The Scrutineering Bay is Badger’s way of taking a hot topic of Grand Prix racing and getting people from the Sett involved to put their opinions across. From predicting races, arguing stewards decisions to just deciding who was/is/will be the best, anything is fair game!

With the Grand Prix world still alight with talk of the racing in China, we look at the effect of the 2011 rule changes and ask…

“Artificial overtaking – is it what F1 needed?”

This week, we have a variety of Badgers involved, including myself Craig Normansell, Jimmy Von Weeks, and up first, Benson Jammichello:

Overtaking in F1 is good, right? We all like some wheel-to-wheel action, especially at the front. In some seasons/races there’s not been much, in others more and, on a number of rare occasions, a deluge. Such was the natural order of things. We all knew where we were.

Then (duh, duh, duuuuuuhhhhhhhh) came 2011. It no longer enough to witness a driver carefully stalk his prey, come up behind him and attempt to pass. Oh no, now we have two systems specifically designed to aid overtaking: a push-to-pass button in KERS and a Drag Reduction System (DRS) to improve top speeds. The latter is by far the most important because, while KERS can be used by both cars fighting for a position, the DRS system only activates for the driver behind creating, in essence, a mini-handicap system.

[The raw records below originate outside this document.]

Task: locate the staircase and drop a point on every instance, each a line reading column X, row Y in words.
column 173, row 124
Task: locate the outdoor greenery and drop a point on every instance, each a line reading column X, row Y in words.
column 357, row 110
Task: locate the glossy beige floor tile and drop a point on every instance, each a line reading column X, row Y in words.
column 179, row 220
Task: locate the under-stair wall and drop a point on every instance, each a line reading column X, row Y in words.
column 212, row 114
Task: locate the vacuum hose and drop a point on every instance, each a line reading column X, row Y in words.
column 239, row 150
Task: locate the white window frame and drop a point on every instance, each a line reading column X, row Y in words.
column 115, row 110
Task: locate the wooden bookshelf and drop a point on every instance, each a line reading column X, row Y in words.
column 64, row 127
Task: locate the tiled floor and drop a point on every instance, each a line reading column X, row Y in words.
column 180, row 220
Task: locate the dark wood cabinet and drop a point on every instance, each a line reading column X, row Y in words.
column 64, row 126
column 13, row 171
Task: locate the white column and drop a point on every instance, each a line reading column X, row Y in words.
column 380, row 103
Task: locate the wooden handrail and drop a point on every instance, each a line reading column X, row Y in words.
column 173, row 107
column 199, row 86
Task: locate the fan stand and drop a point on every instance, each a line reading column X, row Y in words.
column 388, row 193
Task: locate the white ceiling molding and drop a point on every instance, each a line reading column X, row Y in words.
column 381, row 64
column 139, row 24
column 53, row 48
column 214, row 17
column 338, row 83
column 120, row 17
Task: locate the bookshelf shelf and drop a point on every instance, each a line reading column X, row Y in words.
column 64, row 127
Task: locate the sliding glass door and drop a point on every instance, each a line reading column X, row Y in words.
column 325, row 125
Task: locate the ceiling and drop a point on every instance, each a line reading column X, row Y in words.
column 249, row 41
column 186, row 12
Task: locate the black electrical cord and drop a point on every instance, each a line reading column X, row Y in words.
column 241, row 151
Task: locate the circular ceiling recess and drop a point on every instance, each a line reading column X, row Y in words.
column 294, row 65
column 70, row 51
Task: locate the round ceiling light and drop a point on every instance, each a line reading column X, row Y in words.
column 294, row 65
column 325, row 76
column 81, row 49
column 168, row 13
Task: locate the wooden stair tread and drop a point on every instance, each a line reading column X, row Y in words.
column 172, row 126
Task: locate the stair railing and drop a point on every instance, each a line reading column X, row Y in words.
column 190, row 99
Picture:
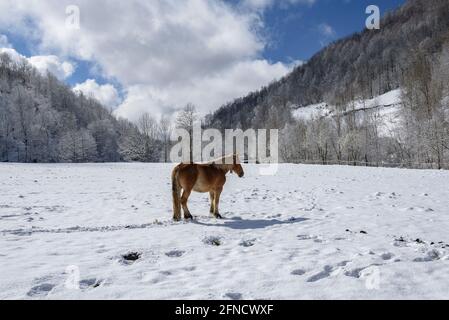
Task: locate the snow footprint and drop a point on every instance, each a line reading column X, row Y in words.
column 41, row 290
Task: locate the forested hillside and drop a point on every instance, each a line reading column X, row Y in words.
column 410, row 51
column 43, row 120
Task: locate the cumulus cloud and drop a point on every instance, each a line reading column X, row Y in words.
column 105, row 94
column 61, row 69
column 165, row 53
column 326, row 30
column 264, row 4
column 13, row 54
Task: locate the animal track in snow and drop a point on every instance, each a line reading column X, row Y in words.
column 41, row 290
column 175, row 253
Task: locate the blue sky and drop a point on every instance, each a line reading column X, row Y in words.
column 154, row 56
column 296, row 33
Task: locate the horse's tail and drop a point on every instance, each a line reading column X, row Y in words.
column 176, row 192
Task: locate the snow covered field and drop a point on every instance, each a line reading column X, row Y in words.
column 307, row 232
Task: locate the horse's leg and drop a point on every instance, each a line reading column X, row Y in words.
column 217, row 194
column 185, row 196
column 211, row 195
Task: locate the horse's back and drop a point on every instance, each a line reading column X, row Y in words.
column 199, row 177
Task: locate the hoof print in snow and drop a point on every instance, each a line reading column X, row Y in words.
column 174, row 253
column 387, row 256
column 321, row 275
column 298, row 272
column 247, row 243
column 131, row 257
column 40, row 290
column 212, row 241
column 432, row 255
column 90, row 283
column 234, row 296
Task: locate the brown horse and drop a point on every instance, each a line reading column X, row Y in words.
column 208, row 177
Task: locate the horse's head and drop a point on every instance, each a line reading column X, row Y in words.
column 237, row 167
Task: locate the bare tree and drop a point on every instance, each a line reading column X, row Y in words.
column 185, row 120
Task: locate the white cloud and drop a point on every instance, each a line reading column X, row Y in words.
column 327, row 30
column 206, row 92
column 13, row 54
column 105, row 94
column 61, row 69
column 264, row 4
column 164, row 53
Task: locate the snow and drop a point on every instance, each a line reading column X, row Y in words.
column 306, row 232
column 387, row 106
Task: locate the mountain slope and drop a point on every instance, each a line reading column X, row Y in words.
column 363, row 65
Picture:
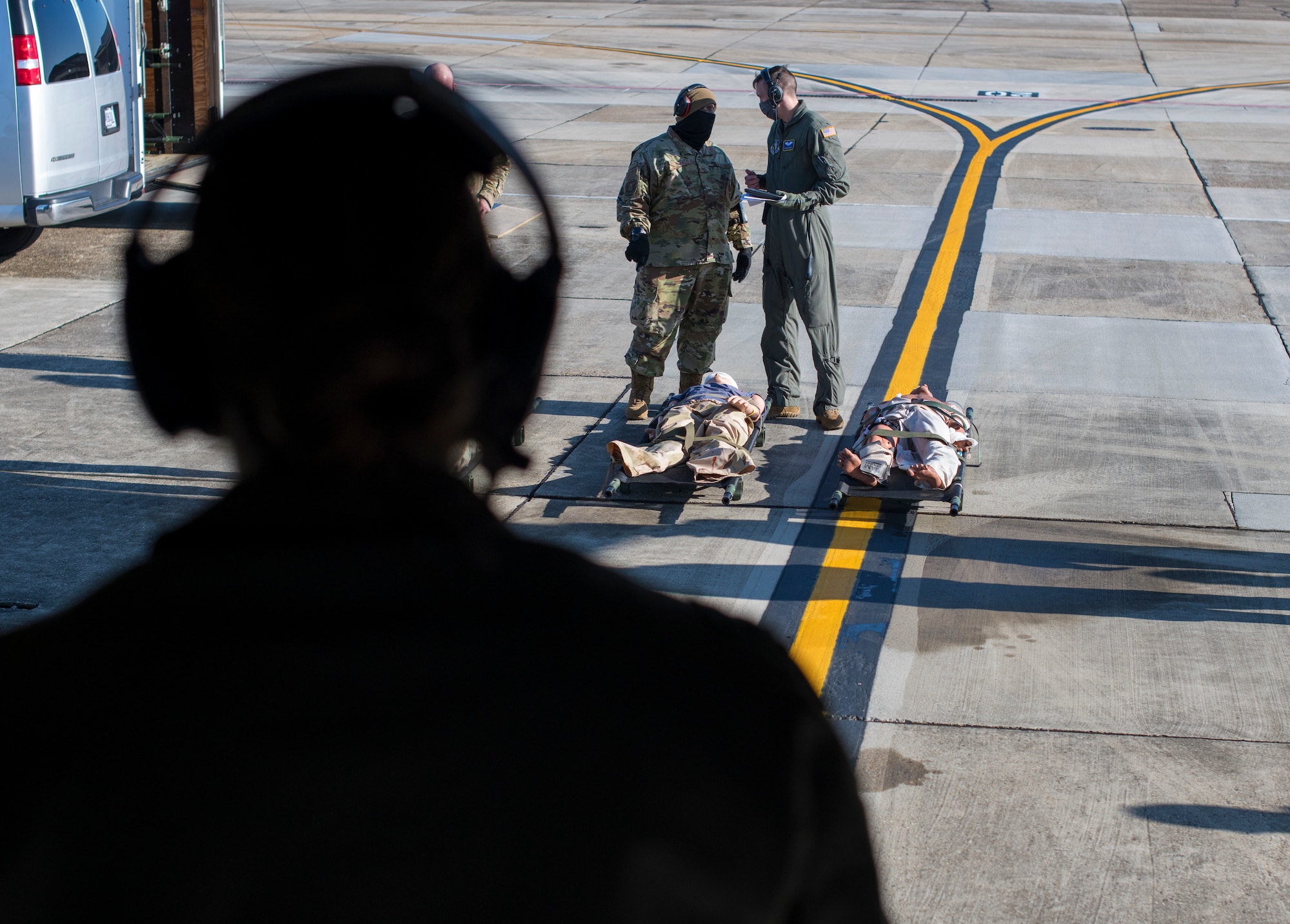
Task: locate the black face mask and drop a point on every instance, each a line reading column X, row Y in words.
column 696, row 128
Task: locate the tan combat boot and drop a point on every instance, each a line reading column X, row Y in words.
column 638, row 407
column 831, row 420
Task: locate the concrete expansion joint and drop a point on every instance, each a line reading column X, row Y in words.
column 1056, row 731
column 1075, row 519
column 573, row 447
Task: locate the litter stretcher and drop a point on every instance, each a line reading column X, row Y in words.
column 619, row 482
column 900, row 486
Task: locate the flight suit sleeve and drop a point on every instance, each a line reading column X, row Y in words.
column 495, row 181
column 739, row 233
column 634, row 197
column 830, row 164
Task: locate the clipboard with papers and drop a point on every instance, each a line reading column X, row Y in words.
column 762, row 197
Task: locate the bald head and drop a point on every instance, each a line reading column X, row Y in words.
column 443, row 74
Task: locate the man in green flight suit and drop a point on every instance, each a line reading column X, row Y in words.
column 679, row 208
column 807, row 164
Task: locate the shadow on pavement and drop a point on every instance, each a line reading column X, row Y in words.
column 1217, row 817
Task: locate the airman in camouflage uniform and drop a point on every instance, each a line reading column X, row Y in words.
column 484, row 188
column 487, row 189
column 679, row 208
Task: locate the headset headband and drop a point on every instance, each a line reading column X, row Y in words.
column 775, row 92
column 682, row 108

It’s as if, after years of trying to allow cars to follow more closely, F1 threw up its hands and gave in, deliberately disadvantaging the car in front. No longer will we see brilliant defensive performances because, quite frankly, all the driver behind needs to do is engage all the systems and waft past, leaving only a gentle breeze where once was fury, noise and thunder.

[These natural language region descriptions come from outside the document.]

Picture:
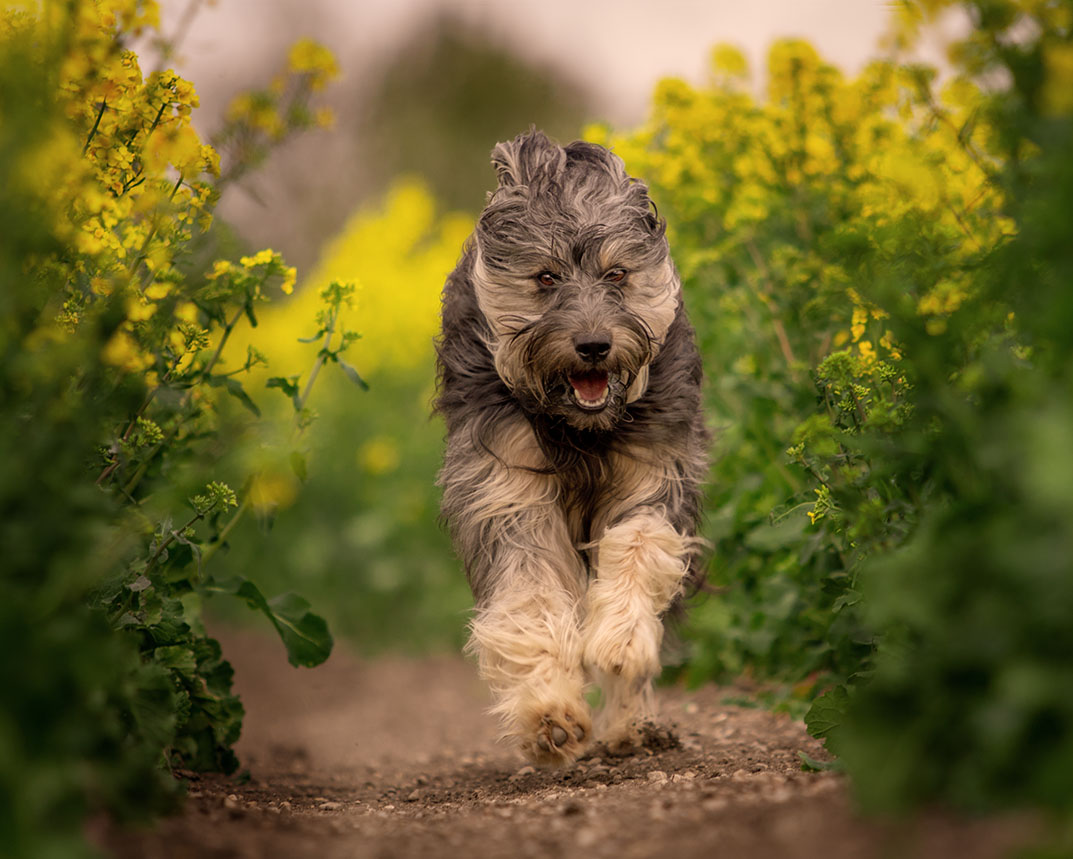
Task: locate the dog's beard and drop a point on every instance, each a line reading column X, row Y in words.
column 541, row 367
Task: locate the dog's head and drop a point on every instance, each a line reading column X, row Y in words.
column 574, row 277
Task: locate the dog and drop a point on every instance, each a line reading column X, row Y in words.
column 570, row 384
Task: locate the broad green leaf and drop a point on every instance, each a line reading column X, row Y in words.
column 234, row 387
column 352, row 374
column 305, row 635
column 298, row 464
column 824, row 719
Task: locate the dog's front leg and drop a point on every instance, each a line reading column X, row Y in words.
column 641, row 564
column 528, row 581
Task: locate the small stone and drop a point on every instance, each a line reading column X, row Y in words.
column 588, row 837
column 522, row 773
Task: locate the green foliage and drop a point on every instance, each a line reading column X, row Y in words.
column 365, row 543
column 879, row 272
column 113, row 417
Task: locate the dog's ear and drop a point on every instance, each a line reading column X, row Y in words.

That’s not to say I won’t enjoy it, or write about it, or talk about it, but it will always feel as though there’s something missing, like a jigsaw incomplete, a book unfinished or a dog without its bark.

 

Up next is Jimmy:

It’s been exciting, that’s for sure, but from the more ‘hardcore’ fan’s point of view the changes seem to have been interpreted as a negative, based largely on the fact that it takes the purity out of the sport.

But then it really depends how you view – or whether you accept the mere existence of – ‘purity’ in F1. I would suggest that the addition of these devices really makes no difference to that, as ultimately F1 is an artificial sport anyway. In a series where the cars are up to five seconds per-lap apart on pace it can be nothing but artificial. Does the best driver win the world championship every year? Did they in the past? No.

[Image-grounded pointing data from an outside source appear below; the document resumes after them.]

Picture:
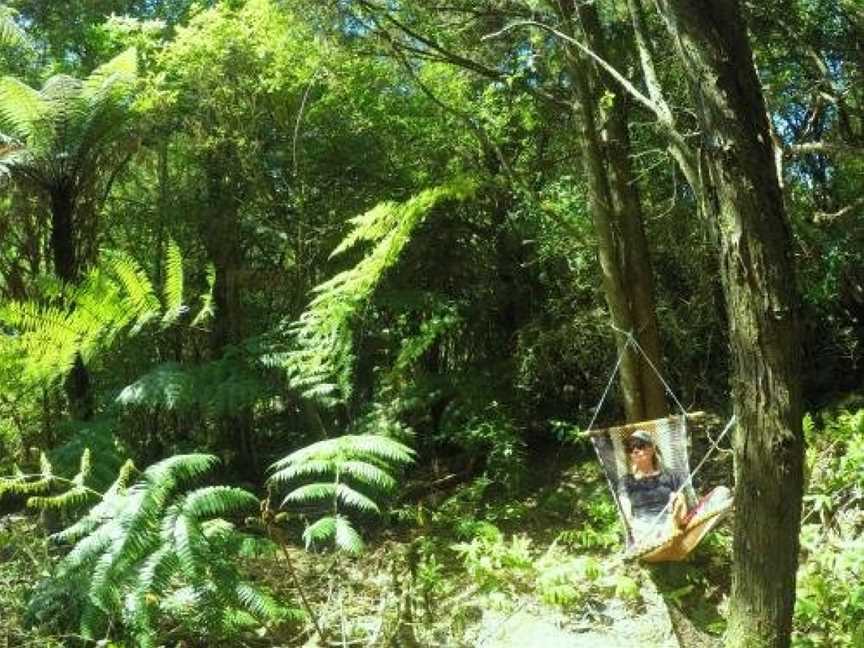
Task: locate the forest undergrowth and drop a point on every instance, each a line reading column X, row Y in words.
column 478, row 564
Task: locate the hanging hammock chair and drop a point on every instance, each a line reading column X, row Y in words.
column 670, row 438
column 665, row 542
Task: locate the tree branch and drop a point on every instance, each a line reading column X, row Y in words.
column 821, row 217
column 610, row 69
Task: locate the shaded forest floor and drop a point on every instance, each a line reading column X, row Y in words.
column 477, row 565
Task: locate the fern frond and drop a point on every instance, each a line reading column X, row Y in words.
column 21, row 108
column 356, row 499
column 310, row 493
column 150, row 549
column 319, row 531
column 140, row 298
column 73, row 497
column 368, row 474
column 303, row 468
column 218, row 500
column 122, row 69
column 323, row 334
column 258, row 603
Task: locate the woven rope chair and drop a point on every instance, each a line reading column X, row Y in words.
column 670, row 437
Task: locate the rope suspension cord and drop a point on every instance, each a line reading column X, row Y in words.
column 632, row 341
column 692, row 474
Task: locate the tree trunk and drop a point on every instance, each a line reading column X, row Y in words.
column 220, row 231
column 615, row 208
column 67, row 268
column 635, row 255
column 746, row 204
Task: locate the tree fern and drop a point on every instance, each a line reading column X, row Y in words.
column 349, row 464
column 223, row 386
column 322, row 361
column 56, row 135
column 152, row 549
column 115, row 297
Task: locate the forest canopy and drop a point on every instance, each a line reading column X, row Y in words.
column 310, row 313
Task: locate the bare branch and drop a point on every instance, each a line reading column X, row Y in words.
column 835, row 148
column 821, row 217
column 610, row 69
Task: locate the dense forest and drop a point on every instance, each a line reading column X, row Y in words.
column 322, row 322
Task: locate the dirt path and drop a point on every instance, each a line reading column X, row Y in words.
column 619, row 627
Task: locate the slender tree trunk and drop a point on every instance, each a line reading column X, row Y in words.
column 743, row 193
column 67, row 267
column 617, row 214
column 225, row 247
column 635, row 256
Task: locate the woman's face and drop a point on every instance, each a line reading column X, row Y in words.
column 641, row 452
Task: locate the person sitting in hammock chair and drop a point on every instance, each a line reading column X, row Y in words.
column 651, row 497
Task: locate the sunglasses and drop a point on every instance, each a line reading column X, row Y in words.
column 638, row 445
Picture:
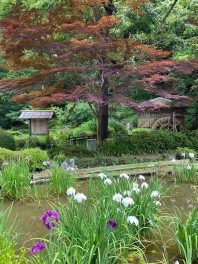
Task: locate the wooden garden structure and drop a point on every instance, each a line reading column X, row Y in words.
column 38, row 121
column 169, row 116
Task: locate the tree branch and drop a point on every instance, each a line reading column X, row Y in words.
column 158, row 30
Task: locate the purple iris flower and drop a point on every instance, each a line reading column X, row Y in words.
column 64, row 164
column 48, row 219
column 111, row 224
column 38, row 246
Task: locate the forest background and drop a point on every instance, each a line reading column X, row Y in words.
column 79, row 59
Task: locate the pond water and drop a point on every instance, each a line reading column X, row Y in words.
column 27, row 214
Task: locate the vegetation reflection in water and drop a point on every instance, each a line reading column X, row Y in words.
column 122, row 201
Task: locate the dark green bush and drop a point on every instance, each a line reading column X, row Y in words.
column 151, row 141
column 36, row 157
column 7, row 140
column 102, row 161
column 32, row 142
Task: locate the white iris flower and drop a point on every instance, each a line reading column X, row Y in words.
column 80, row 197
column 127, row 201
column 117, row 197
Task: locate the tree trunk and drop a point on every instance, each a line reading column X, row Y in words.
column 102, row 114
column 102, row 123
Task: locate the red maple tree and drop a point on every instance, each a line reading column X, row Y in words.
column 78, row 55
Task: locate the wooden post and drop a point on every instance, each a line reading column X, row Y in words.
column 174, row 123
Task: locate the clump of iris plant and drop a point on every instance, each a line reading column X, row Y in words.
column 68, row 166
column 38, row 246
column 111, row 224
column 48, row 219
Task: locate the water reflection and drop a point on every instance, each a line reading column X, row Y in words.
column 27, row 214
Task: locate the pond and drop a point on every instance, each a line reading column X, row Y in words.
column 180, row 199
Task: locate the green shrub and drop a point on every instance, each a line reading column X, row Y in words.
column 183, row 153
column 7, row 140
column 36, row 157
column 87, row 128
column 32, row 142
column 146, row 141
column 116, row 128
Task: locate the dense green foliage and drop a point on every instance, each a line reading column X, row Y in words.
column 14, row 179
column 7, row 140
column 149, row 142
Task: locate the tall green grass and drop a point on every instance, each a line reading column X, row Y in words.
column 8, row 240
column 14, row 179
column 185, row 172
column 60, row 179
column 186, row 237
column 82, row 234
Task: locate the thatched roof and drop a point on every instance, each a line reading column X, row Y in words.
column 36, row 114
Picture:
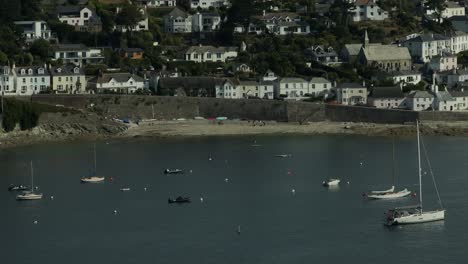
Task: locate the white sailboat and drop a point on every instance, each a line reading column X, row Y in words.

So even without DRS and KERS, is it really pure racing to watch a Red Bull pass a Hispania when you consider the massive difference in the cars? Where’s the skill in that when the Red Bull is glued to the track whilst the Hispania is doing its level best to snap out of the driver’s hands? If it was pure Sebastian Vettel wouldn’t out-qualify Tonio Liuzzi by five plus seconds – the gap between them on pure talent is nowhere near that big. Realistically, you’d need towatch Formula 2 to get genuinely pure racing – not that I’m really recommending that.

So yes – after all that ranting, I’ll say that this is what F1 needed. In an already-artificial sport, what’s the harm in chucking a few more artificial additions in if they make the racing more exciting? China was mega -undeniably so – and ultimately don’t we watch grand prix racing to be entertained?

A bit of an off-topic rant by Jimmy there, but he does hold a valid point: why not add more to an already artificial sport?

Finally, I make my point:

My answer is pretty simple: all the new regulations are exactly what F1 needed. The inclusion of DRS, KERS and Pirelli, to me, seemed to be a bit too much too soon, but it has all been clicking since the first time the red lights went out.

DRS gets special praise from me as it is the reverse to what aerodynamics stands for in Formula One. Since the ‘60’s the wing has been used to produce grip, and that’s always been the way it’s worked. Now, it’s a way of finding speed as well. I originally thought the banning of the F-Duct, which was the same in principle, was a bad move. DRS means all the teams are in the same boat with the technology. In essence, it’s turning the “devil” of good racing against itself.

Pirelli and KERS have helped, but in the age of modern electronics and fancy gizmos making the cars as fast as possible, it’s refreshing to see the FIA do something that counteracts this directly. With tyres and “boosts” the hot topics at the moment, you could be mistaken for it being the mid-eighties again. Now that would be something.

For all we say about the raft of new technology in Formula One this year, they are here to stay. If they keep bringing us exciting races, who are we to say they are bad for the sport?